Esta rutina, venía a ser providencial para sus planes y el  producto, -añadía mi abuelo- ideal como exquisito desayuno para las gallinas de la tía Chaparra, mujer distinguida por su escasa afición al aseo, pero eso sí, trataba a sus productivas aves, como si huéspedes distinguidos visitara su fangoso hogar, hasta el día que se le antojaba hacer un buen caldo, entonces agarraba a la mas veterana y, en consecuencia, la que con más confianza deambulaba por la casa y sin piedad alguna le retorcía el pescuezo, engulléndola con el mayor placer y sin reproche alguno de conciencia.

El Marquesito hizo correr la voz de que todas las noches se le aparecía un espíritu, un alma en pena, y que se haría visible durante unos instantes el día 31 de octubre víspera de todos los santos, a las 12 en punto de la noche, (eligió esta fecha por su relación con los misterios de ultratumba), solo hacía falta silencio y discreción para poder observar todos sus movimientos.

Se formo una expedición de niños provista de antorchas a la que se sumaron todos los adultos y hasta varias señoras, y se ocultaron tras el parapeto que protegía la zanja. Llego el maestro, ignorando la sorpresa que le esperaba y se entregó a su ceremonial: se despojo del el pantalón pausadamente  y después hizo otro tanto con el calzón, se puso en cuclillas y…, se produjo el momento que esperaba el Marquesito para dar la señal de que todo el mundo encendieran los cirios, el impacto fue inimaginable para todos, el profesor aterrado sin detenerse a recoger sus vestimentas, salió como alma que lleva el diablo, con todos sus atributos masculinos al aire, seguido de un pueblo enloquecido que no dejaba de increparle, a la algarabía humana, se sumaron algunos perros, éstos solo ladraban, el acoso duró un buen rato, hasta que el Sr. Alcalde, bien a su pesar, pues lo estaba pasando pipa,  como representante del orden consiguió hacerse oír y terminó con el grotesco espectáculo.

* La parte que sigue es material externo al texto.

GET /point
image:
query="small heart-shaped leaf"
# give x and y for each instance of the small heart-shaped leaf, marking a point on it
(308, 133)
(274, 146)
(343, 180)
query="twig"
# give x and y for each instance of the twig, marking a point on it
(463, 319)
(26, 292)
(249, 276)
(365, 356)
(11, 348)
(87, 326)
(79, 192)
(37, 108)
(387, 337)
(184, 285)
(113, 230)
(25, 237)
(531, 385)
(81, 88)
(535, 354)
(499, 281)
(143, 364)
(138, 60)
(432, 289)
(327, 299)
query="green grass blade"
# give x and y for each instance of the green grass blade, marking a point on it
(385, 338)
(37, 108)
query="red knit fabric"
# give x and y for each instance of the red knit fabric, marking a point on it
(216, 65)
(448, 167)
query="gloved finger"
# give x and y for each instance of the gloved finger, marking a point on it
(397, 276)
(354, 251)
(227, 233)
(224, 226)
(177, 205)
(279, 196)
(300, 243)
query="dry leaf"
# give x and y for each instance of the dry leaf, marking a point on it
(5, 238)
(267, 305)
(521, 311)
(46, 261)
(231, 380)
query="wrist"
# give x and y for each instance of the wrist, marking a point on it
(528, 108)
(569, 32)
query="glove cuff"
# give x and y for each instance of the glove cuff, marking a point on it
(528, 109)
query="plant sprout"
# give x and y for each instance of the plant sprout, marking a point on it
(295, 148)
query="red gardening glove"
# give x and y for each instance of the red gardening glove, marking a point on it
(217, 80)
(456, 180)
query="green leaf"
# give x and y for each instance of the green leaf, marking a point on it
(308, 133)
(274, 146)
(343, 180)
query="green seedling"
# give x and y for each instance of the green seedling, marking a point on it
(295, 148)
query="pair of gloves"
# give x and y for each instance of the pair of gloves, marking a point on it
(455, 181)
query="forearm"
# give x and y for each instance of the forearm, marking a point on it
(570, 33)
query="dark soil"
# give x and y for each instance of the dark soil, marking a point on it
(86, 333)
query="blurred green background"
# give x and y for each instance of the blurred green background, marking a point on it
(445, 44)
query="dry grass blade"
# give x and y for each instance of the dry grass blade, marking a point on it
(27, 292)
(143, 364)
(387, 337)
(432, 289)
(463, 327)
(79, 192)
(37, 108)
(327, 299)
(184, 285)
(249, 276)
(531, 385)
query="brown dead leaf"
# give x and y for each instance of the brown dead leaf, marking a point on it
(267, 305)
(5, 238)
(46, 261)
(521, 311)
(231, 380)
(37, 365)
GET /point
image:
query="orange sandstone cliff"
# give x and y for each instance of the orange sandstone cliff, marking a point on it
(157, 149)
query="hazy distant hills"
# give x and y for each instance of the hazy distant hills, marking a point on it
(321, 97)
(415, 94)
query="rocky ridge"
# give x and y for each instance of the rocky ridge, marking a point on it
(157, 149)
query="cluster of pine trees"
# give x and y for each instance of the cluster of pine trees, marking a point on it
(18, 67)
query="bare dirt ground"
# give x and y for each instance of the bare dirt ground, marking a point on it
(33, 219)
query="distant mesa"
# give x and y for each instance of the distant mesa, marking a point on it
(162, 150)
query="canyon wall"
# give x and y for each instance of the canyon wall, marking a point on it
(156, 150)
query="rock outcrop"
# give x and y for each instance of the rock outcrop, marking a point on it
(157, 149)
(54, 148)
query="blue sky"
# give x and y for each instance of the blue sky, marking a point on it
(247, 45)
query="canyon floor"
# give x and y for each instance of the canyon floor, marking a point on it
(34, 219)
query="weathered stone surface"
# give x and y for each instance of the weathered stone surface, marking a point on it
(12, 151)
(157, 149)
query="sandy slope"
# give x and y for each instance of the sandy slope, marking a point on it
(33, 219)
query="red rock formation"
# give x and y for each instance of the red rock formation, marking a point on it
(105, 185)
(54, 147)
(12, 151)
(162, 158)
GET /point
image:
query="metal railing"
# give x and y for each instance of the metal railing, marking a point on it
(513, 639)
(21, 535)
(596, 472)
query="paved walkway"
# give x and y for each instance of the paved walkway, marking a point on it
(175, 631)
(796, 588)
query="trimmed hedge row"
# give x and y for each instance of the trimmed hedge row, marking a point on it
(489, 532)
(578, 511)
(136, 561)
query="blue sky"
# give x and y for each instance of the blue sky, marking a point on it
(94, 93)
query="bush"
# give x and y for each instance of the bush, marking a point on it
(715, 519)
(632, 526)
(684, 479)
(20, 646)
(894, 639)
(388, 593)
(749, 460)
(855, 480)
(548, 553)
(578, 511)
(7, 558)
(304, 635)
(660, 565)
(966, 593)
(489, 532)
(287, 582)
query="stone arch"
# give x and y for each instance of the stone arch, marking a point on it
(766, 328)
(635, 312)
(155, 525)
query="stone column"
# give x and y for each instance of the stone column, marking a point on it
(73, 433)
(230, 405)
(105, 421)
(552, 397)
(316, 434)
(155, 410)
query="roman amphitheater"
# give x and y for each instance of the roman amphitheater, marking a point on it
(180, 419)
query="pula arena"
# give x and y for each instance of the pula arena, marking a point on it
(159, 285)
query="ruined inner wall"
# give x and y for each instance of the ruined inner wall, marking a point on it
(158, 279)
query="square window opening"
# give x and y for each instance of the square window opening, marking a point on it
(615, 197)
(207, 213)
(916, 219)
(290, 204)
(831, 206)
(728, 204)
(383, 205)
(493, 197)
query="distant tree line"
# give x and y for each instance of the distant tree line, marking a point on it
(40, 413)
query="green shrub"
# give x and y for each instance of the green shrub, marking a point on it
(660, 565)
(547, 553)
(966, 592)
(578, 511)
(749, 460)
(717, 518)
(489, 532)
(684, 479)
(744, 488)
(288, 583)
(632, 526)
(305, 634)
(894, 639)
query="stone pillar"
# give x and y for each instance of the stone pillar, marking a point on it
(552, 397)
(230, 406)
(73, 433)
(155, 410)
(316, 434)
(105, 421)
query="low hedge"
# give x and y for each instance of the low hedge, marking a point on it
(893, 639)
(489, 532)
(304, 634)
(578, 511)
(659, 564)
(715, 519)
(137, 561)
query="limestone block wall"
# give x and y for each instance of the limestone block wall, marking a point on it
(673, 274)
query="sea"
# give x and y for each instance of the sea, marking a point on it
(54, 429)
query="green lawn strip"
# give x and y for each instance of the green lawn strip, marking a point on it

Mi abuelo que no conocía el cine, y mucho menos la televisión y todos los inventos audiovisuales posteriores, siempre apostillaba, “Lástima que todavía no existieran las máquinas de retratar, para inmortalizar aquel divertido episodio para los colegiales, y pavoroso para Pimponcete el terrible”.

No obstante la noticia corrió como la pólvora convirtiéndose en la protagonista de todas las crónicas y tertulias hogareñas de la época.

Al no soportar la burla soterrada que arrancaba a su paso, Pimponcete el terrible, tuvo que solicitar otro destino lo más alejado del pueblo posible, pero -concluía mi abuelo- las más perjudicadas en esta historia fueron las gallinas de la tía Chaparra, que cuando despuntaba el alba corrían al barranco en busca de su suculento desayuno y no encontraban nada.